The unidentified employee was seen glancing at the camera during an interview this week on American television news show MSNBC, before briefly making the hand gesture.
He was at a desk in the background as the cable channel spoke to Coast Guard commanding officer captain John Reed in Charleston, South Carolina.
The agency responded swiftly to the ensuing social media backlash.
The incident occurred as MSNBC covered the emergency response to deadly tropical storm Florence, which is drenching the Carolinas.
"Whatever that symbol means, it doesn't reflect the Coast Guard and our core values," Coast Guard lieutenant JB Zorn told NBC News.
"It won't be tolerated."
It is not clear how the thumb-and-forefinger 'OK' hand gesture became associated with "white power".
It apparently began as an online hoax before it was adopted by far-right sympathisers and even some Trump supporters to goad liberals.
Earlier this month, left-wing activists accused a former Trump administration official of making the symbol during a Senate hearing.
Zina Bash was pictured sitting in the background during a confirmation hearing for Supreme Court nominee Brett Kavanaugh.

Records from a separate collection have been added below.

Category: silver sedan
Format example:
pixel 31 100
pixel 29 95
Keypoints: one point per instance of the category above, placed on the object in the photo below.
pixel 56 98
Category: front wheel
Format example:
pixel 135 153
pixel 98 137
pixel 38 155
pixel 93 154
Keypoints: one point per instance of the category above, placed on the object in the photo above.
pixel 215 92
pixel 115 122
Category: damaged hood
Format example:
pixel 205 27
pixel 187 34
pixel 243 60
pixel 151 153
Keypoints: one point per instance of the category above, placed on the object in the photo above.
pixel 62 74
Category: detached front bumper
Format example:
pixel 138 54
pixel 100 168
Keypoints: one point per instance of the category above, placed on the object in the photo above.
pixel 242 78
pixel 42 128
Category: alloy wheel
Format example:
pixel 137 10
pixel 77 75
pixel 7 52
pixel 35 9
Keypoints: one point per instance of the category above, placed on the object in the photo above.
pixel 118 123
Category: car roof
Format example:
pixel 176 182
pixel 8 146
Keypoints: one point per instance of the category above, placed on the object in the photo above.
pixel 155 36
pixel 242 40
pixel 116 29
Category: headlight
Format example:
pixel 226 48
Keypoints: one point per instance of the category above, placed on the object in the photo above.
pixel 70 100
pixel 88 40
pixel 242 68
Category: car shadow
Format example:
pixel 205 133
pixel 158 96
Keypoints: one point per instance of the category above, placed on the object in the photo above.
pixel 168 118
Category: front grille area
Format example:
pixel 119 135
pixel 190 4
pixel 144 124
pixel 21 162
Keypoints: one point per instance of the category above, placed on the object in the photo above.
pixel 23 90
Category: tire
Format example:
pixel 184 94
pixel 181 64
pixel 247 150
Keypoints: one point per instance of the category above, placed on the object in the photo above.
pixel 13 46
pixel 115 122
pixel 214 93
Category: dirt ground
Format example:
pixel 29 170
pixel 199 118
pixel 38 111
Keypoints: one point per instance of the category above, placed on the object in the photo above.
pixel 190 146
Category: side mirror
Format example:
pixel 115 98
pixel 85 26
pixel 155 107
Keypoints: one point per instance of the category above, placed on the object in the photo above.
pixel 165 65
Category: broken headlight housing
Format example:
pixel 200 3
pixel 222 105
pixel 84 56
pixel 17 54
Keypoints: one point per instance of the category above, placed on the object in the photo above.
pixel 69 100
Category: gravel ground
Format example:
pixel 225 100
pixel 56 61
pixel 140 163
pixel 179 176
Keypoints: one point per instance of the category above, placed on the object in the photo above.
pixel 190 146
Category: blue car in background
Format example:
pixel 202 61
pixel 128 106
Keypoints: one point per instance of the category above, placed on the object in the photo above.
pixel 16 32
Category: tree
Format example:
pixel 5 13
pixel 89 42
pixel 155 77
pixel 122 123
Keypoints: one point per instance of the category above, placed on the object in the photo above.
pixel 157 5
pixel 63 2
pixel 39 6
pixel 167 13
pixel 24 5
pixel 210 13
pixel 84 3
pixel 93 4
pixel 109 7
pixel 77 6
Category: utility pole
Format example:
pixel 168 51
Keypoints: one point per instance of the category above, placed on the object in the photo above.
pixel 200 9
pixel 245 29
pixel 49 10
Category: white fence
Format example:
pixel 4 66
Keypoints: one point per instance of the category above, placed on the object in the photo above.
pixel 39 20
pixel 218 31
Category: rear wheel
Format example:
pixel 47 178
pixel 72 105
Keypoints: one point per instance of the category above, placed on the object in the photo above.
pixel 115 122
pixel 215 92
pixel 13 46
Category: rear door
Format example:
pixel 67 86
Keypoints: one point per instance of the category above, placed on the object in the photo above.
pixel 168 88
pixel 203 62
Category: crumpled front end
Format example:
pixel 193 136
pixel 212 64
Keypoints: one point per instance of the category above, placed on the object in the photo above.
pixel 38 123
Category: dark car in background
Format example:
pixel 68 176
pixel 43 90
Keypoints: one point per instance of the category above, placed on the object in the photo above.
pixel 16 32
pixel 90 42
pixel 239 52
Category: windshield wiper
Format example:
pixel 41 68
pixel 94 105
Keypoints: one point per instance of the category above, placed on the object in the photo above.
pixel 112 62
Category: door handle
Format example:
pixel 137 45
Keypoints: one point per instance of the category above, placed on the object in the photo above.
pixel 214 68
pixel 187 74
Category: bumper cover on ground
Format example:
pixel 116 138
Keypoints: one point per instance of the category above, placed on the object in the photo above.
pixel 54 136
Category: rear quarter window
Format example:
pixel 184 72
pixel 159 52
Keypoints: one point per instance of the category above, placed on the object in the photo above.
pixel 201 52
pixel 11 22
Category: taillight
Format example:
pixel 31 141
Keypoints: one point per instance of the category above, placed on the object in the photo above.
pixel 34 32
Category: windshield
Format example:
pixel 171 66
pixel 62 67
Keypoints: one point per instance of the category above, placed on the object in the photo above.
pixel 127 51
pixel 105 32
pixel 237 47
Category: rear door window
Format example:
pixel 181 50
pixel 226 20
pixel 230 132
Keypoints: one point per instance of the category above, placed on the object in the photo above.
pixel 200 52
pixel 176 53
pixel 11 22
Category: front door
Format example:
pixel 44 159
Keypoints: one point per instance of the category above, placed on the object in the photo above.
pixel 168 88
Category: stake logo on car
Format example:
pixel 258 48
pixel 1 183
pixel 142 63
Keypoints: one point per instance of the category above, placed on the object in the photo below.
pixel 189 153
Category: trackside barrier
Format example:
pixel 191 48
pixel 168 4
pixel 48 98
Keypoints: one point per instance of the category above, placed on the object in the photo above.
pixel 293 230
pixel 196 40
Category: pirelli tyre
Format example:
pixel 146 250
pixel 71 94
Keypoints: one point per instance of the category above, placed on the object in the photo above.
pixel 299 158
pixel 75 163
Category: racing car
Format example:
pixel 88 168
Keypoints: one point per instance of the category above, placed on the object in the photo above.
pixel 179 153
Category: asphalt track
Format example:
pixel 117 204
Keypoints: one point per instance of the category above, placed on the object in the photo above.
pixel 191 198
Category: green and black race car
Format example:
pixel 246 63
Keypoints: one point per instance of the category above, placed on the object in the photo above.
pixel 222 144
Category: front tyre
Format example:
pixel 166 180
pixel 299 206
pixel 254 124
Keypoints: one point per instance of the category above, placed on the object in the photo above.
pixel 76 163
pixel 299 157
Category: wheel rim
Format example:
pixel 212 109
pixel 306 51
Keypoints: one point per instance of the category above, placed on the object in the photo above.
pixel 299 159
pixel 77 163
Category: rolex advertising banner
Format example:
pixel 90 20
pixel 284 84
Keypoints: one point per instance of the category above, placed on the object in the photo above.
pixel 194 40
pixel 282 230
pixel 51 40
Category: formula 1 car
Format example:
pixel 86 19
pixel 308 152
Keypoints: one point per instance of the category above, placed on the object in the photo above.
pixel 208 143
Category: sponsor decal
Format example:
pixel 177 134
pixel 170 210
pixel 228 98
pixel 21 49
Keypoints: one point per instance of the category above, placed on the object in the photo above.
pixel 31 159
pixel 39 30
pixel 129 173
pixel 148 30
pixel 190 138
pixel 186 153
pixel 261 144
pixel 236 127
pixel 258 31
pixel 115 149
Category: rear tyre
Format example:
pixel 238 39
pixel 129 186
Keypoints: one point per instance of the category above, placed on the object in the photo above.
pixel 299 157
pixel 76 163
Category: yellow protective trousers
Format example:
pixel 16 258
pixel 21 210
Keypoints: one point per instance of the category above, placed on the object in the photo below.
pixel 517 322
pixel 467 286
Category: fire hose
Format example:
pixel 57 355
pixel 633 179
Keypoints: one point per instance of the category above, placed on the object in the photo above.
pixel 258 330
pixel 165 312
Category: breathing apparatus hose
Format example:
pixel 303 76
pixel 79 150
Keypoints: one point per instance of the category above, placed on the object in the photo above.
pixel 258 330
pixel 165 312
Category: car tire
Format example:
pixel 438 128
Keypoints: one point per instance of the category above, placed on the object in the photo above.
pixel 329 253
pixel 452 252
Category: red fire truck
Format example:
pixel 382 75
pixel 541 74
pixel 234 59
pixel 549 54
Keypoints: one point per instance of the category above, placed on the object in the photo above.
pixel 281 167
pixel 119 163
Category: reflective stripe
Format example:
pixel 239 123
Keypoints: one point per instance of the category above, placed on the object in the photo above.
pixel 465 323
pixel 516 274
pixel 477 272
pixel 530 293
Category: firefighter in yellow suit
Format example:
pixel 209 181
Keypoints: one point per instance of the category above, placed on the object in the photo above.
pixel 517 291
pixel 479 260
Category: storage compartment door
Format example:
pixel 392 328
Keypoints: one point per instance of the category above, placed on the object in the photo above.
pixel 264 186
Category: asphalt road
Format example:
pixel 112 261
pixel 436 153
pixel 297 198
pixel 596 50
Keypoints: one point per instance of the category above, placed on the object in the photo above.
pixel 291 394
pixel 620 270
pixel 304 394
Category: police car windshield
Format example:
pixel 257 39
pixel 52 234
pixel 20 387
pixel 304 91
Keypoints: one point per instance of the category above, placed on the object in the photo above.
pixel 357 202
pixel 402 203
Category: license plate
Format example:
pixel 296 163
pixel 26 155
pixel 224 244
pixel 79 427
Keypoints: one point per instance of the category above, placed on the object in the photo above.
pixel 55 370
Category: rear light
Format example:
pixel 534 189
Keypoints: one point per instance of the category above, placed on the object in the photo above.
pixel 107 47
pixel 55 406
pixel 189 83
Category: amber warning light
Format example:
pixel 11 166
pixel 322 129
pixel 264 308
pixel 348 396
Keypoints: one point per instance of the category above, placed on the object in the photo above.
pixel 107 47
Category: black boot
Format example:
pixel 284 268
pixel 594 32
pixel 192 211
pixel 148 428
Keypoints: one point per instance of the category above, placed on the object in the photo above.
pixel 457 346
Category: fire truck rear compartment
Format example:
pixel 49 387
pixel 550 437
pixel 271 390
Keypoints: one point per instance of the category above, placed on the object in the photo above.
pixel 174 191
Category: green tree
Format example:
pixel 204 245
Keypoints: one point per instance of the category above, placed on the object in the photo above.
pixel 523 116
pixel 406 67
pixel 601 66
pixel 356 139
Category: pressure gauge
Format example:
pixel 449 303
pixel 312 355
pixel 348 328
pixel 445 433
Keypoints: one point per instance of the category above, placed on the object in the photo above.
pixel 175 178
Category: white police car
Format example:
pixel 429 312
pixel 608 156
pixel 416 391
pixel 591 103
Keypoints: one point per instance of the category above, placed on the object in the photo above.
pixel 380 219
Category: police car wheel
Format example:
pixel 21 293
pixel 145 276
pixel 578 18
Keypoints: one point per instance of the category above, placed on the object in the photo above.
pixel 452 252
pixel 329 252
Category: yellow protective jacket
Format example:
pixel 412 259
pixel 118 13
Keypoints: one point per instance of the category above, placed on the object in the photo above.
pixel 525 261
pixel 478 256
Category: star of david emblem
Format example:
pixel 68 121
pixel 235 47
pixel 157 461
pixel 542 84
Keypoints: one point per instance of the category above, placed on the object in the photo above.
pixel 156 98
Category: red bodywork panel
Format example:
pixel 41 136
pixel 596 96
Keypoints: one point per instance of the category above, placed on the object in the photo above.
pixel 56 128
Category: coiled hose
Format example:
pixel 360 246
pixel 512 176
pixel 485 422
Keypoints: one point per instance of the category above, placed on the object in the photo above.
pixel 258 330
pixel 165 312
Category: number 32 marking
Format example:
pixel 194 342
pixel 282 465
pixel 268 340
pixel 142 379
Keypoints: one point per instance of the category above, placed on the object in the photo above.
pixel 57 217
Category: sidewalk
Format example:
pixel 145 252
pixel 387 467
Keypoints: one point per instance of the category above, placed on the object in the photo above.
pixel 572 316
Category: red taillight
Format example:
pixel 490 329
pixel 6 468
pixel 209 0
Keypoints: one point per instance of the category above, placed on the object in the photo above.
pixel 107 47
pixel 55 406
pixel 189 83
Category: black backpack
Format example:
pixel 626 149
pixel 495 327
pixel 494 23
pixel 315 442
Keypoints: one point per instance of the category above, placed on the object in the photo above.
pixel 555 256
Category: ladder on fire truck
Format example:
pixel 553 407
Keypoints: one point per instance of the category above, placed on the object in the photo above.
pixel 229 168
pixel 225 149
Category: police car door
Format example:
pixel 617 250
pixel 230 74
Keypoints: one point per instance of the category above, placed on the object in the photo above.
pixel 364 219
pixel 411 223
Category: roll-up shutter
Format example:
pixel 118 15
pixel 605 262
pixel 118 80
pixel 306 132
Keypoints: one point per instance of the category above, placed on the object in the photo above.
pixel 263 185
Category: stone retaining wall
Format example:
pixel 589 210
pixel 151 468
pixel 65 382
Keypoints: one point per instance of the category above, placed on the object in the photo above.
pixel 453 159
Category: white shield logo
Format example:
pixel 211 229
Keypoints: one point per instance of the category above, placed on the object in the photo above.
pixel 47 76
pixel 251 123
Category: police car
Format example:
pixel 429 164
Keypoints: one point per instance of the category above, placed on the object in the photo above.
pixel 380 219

Ms Bash, who is of Jewish-Mexican heritage, was branded a "neo-Nazi" or "white supremacist".
Her husband, Texas prosecutor John Bash, angrily pointed out his wife is the grandchild of Holocaust survivors.
"Everyone tweeting this vicious conspiracy theory should be ashamed of themselves," he said.
"We weren't even familiar with the hateful symbol being attributed to her for the random way she rested her hand during a long hearing."